Intervention de Philippe Dominati

Commission d'enquête Evasion des capitaux — Réunion du 19 juin 2012 : 1ère réunion
Audition de Mm. Yannick Noah joueur de tennis et chanteur et guy forget joueur de tennis

Photo de Philippe DominatiPhilippe Dominati, président :

Je compléterai l'interrogation de mon collègue, car je me pose, moi aussi, des questions.

Nous avons interrogé les gens du football. Actuellement, se déroule l'Eurofoot ; cinq grands pays y participent : l'Allemagne, l'Italie, l'Espagne, l'Angleterre, la France, à qui nous souhaitons, nous aussi, un grand succès dans ce sport collectif. Il y a d'autres équipes engagées, à l'instar des Pays-Bas, mais, de ces cinq grandes équipes, celle de la France est la seule dont la majorité des joueurs qui la composent, parfois les deux tiers, doivent faire leur métier à l'étranger.

Je ne pense effectivement pas que quelqu'un désireux de faire carrière dans le sport le plus populaire du monde ait, entre 18 et 25 ans, l'exil fiscal comme principale préoccupation. Mais le constat est là, et il vaut aussi pour nos artistes, nos acteurs de cinéma, nos chanteurs, nos pilotes de formule 1. C'est pourquoi nous en sommes venus à vous convoquer, à vous demander de témoigner et de participer à nos travaux.

Il y a, c'est vrai, une certaine incompréhension. Vous avez eu cette phrase : « Je suis parti, j'avais peur, je voulais faire des économies ». Je le comprends très bien, car, voilà vingt ans, le contexte était différent. C'est la logique même. En même temps, vous soulignez le fait que vous avez eu une carrière courte.

Généralement, dans tous les métiers, sauf dans le vôtre, là où s'exprime un talent particulier, les personnes ne restent pas dix ans dans la tranche des hauts revenus. La plupart du temps, dans le monde des affaires, cela se passe en fin de carrière, les dernières années : on est rarement PDG de 25 à 65 ans ! On ne commence à percevoir des hauts revenus qu'à partir de 55 ans. Autrement dit, c'est une carrière courte, mais à l'envers. Voilà ce qui se passe pour de nombreux contribuables.

Vous avez mis l'accent sur le fait d'avoir une carrière courte et d'être, très jeune, face à des responsabilités sans savoir comment faire. Il est tout de même malheureux pour un pays que certains de ses concitoyens soient obligés de partir trois ans à l'étranger par nécessité de faire des économies, par angoisse de l'avenir. Vous avez évoqué à plusieurs reprises la nécessité d'optimiser, de faire des économies, conjuguée à une angoisse réelle, soulignant que vous avez pu revenir une fois l'optimisation effectuée. C'est une situation curieuse. Aux générations qui vous succèdent vous pourriez expliquer la nécessité de changer nos règles pour nous rapprocher des Allemands, des Anglais, des Espagnols, des Italiens.
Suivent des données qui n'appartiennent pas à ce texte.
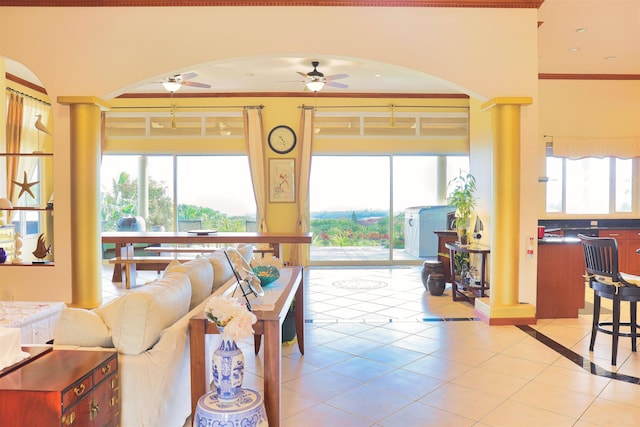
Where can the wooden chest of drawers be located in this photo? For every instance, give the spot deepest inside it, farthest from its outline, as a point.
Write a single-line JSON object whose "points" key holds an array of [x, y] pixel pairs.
{"points": [[63, 387]]}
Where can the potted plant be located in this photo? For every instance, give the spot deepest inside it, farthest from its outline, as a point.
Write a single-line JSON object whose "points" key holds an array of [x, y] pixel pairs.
{"points": [[461, 197]]}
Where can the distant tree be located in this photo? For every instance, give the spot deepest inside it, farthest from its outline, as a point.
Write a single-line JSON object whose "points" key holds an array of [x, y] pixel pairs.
{"points": [[121, 200]]}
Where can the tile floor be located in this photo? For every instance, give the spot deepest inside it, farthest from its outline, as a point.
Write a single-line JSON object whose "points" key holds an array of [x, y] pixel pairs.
{"points": [[380, 351]]}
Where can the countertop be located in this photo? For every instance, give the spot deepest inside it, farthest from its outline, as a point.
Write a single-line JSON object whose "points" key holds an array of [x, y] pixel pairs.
{"points": [[558, 240]]}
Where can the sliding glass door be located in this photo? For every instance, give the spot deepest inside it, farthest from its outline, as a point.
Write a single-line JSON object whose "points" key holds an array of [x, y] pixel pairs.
{"points": [[359, 206]]}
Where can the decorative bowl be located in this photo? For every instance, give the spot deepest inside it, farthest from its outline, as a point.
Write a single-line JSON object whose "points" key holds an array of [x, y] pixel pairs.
{"points": [[266, 273]]}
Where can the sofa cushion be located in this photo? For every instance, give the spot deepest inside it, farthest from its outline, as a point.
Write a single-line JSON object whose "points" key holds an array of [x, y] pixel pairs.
{"points": [[137, 318], [200, 272], [222, 271], [85, 328]]}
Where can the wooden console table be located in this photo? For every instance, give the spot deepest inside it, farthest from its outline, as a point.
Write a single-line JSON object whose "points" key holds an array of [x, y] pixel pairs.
{"points": [[460, 290], [126, 240], [269, 325], [62, 387]]}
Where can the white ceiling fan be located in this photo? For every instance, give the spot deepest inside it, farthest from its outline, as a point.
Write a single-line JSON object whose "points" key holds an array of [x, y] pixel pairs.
{"points": [[315, 80], [174, 83]]}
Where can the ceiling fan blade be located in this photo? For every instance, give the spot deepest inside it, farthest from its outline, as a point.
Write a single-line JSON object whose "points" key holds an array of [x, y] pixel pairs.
{"points": [[187, 76], [196, 84], [337, 76], [336, 84]]}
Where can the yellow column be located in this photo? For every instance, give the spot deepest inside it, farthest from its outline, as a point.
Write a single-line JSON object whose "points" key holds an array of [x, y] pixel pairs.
{"points": [[86, 256], [503, 307]]}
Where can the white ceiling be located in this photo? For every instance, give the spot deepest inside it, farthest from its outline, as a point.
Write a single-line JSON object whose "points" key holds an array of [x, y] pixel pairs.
{"points": [[610, 44]]}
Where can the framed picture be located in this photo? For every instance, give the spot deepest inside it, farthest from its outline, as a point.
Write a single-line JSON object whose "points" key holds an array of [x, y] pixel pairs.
{"points": [[282, 180]]}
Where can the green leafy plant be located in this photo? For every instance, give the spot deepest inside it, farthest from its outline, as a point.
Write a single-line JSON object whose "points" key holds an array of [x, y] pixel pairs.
{"points": [[461, 196]]}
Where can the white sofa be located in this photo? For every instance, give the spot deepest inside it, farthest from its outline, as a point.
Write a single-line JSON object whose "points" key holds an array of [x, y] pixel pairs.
{"points": [[148, 327]]}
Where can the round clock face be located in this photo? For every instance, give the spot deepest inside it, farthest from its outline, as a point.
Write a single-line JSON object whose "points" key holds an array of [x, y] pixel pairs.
{"points": [[282, 139]]}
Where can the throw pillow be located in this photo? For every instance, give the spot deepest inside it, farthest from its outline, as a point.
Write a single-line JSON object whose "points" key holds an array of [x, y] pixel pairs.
{"points": [[200, 272], [85, 328], [222, 271], [138, 317]]}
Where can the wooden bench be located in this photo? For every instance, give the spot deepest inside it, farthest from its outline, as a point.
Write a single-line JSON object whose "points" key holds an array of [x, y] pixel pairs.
{"points": [[130, 265], [199, 250]]}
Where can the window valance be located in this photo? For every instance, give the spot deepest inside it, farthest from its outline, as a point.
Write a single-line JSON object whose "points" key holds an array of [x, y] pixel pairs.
{"points": [[578, 148]]}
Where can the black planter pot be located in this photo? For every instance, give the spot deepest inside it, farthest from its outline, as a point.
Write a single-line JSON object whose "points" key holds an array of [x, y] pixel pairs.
{"points": [[436, 284]]}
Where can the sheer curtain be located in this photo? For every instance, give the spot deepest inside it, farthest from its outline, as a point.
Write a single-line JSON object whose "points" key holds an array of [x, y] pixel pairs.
{"points": [[255, 148], [300, 253]]}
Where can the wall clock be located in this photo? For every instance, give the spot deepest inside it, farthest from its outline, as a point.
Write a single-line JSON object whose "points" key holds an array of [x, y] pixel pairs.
{"points": [[282, 139]]}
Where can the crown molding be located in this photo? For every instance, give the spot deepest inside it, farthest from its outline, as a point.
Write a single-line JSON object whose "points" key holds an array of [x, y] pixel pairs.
{"points": [[559, 76], [237, 3], [294, 95]]}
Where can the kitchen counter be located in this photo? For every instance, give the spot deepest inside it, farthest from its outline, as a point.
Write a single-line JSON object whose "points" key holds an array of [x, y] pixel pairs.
{"points": [[560, 285], [558, 240]]}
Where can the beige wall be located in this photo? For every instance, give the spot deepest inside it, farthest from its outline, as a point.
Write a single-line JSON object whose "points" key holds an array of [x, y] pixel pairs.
{"points": [[103, 51], [586, 108]]}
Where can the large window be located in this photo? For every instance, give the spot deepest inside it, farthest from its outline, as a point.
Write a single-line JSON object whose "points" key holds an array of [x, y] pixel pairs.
{"points": [[589, 186], [177, 192]]}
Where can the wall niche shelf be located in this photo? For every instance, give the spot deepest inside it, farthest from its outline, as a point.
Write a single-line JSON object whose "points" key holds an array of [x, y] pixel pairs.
{"points": [[32, 214]]}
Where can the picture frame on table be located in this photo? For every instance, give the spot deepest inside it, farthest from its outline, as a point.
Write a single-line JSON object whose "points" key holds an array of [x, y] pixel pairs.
{"points": [[282, 181]]}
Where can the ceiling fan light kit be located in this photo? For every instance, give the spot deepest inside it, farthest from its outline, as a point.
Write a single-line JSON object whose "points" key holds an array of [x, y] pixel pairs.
{"points": [[315, 85], [317, 80], [171, 86]]}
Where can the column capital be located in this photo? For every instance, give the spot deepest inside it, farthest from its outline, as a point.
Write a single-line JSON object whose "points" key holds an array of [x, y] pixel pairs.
{"points": [[88, 100], [505, 100]]}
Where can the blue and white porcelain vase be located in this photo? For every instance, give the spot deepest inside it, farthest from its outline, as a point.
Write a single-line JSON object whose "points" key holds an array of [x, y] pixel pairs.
{"points": [[228, 368]]}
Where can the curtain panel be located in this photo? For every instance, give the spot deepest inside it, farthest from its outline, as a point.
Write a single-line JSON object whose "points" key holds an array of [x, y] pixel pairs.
{"points": [[254, 136], [299, 252], [578, 148]]}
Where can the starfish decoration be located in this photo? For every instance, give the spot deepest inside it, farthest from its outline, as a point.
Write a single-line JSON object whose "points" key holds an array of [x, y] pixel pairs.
{"points": [[25, 186]]}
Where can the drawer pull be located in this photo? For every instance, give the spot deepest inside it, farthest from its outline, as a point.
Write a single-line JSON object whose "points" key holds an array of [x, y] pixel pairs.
{"points": [[79, 390], [94, 408], [68, 419]]}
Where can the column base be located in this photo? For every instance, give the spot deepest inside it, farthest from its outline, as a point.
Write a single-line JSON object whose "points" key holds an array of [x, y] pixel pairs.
{"points": [[517, 314]]}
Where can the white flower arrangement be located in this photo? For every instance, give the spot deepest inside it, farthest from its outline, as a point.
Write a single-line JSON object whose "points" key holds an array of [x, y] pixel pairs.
{"points": [[231, 315]]}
Votre attitude est bizarre. Le propos que vous avez tenu tout à l'heure m'a étonné, pour ne pas dire choqué. Je comprends peut-être beaucoup de choses, mais, là, non. Vous nous avez dit en substance : « Je ne conseillerais pas à mon fils de venir payer 75 % d'impôts en France ; ce serait aberrant pour lui qui vit aux États-Unis, mais pas pour moi. Je suis en France. De toute façon, ma carrière est derrière moi ; je suis parti au moment où il le fallait ; mon public est français, alors je veux bien payer mes impôts en France, même à 75 % ». Tenir un tel discours, ce n'est pas faire preuve d'exemplarité !

Pour ma part, je suis plutôt partisan de laisser les talents s'exprimer. Je le dis tout à fait franchement, je trouve tout à fait anormal que, dès que quelqu'un réussit dans le cinéma, la science ou un autre domaine, il soit obligé de partir. Vous qui êtes parti puis revenu, expliquez-nous pourquoi. Je comprends l'interrogation de mon collègue Louis Duvernois.